A month after Hooversville officials asked residents to fill out income surveys needed to obtain money for a three-way water project, no one has answered the call.

A Somerset County Redevelopment Authority official reported that the authority has received 92 economic surveys and requires 79 more to reach the minimum number required to apply for a Community Development Block Grant. The authority mailed out 214 surveys and needs at least 171 returned to potentially qualify for aid.

Under the proposed deal, the Somerset County General Authority would sell Quemahoning Reservoir water to the borough through the Conemaugh Township Municipal Authority’s water lines.

Steve Spochart, redevelopment authority executive director, said that while there is no deadline to turn in surveys, state officials are claiming they need up-to-date surveys for a project expected to be completed in five years.

“At some point, if it goes any longer we’re going to determine if we should start over again, which I’d rather not do,” he said.

The borough needs the completed surveys to obtain a block grant for the estimated $1,792,400 interconnection project. The borough can apply for up to $1 million in funds. The surveys are designed to show financial need among low- to moderate-income households, and do not ask residents for their actual household income.

This is the second time the borough has distributed surveys. In April 2017 the redevelopment authority mailed 215 surveys, but received only 107 in return.

Borough secretary Robin Stufft said borough officials were planning to conduct another door-to-door campaign to encourage more residents to fill out surveys. The Daily American reached out to borough officials, but did not hear back from them Thursday evening.

In January, council President Ken Karashowsky said residents may be inadvertently increasing their water rates by failing to fill out the surveys.

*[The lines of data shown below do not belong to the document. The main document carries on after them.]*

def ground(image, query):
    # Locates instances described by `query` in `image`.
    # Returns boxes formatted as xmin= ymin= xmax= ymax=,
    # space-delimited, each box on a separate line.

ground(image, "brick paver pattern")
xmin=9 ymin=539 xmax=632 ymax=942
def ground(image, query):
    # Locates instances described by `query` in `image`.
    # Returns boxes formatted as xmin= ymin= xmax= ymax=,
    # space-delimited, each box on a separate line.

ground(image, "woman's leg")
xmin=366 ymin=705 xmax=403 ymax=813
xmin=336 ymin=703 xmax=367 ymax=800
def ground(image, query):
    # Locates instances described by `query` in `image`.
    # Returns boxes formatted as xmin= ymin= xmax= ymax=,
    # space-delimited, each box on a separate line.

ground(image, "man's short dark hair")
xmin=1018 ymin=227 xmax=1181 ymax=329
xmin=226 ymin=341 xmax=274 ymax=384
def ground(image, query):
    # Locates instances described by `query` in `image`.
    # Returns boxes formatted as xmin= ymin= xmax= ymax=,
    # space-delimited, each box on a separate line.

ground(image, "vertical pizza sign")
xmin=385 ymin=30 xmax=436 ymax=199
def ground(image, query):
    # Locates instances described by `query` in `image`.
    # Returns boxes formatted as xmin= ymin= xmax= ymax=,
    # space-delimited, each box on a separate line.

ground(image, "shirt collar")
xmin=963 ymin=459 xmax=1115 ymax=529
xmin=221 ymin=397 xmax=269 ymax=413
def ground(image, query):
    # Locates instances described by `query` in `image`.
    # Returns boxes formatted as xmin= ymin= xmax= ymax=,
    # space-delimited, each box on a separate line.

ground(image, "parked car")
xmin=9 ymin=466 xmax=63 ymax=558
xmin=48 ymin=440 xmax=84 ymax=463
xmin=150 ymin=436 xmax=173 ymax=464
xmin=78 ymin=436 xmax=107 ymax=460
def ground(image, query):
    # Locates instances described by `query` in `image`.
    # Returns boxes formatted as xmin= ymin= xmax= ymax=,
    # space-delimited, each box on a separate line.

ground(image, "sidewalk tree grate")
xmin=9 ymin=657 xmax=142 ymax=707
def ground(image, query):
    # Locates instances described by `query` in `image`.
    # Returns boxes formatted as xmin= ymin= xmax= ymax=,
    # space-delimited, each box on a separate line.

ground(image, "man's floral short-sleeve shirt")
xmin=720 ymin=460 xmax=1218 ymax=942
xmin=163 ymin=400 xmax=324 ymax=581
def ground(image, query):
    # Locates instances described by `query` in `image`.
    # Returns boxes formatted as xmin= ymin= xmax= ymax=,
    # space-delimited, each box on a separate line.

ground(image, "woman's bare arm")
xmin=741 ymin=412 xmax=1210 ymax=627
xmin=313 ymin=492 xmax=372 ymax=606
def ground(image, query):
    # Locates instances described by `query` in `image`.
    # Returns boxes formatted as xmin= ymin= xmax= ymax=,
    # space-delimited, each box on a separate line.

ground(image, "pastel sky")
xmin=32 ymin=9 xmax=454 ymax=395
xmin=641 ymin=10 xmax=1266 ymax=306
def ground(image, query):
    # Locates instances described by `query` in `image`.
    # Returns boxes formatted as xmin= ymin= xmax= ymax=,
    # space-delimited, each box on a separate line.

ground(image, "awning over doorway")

“We have sent letters to every resident of the borough explaining what has been going on — that yes, we are moving ahead with this project and it was to your benefit to fill these surveys out,” he said. “By doing that (residents) may be helping to control their water rates.”

“I think there’s still time to work with, but if a year from today we’re still waiting on surveys, we are really pushing it,” he said.

In November, door-to-door volunteers told the Daily American that many residents would not fill out the surveys. While some residents did not want to disclose their incomes, others thought the borough didn’t “have the ambition” to go forward with the project.

Borough officials still need a finalized agreement with the general authority and the municipal authority to apply for Pennsylvania Infrastructure Investment Authority loans and grants. Under the current draft, the township would charge the borough 50 cents per 1,000 gallons of water, and the general authority would charge the borough $2.79 per thousand. According to county officials, most municipalities using the general authority’s line are charged $2.76 per 1,000 gallons.

A copy of the economic survey can be found online at www.dailyamerican.com.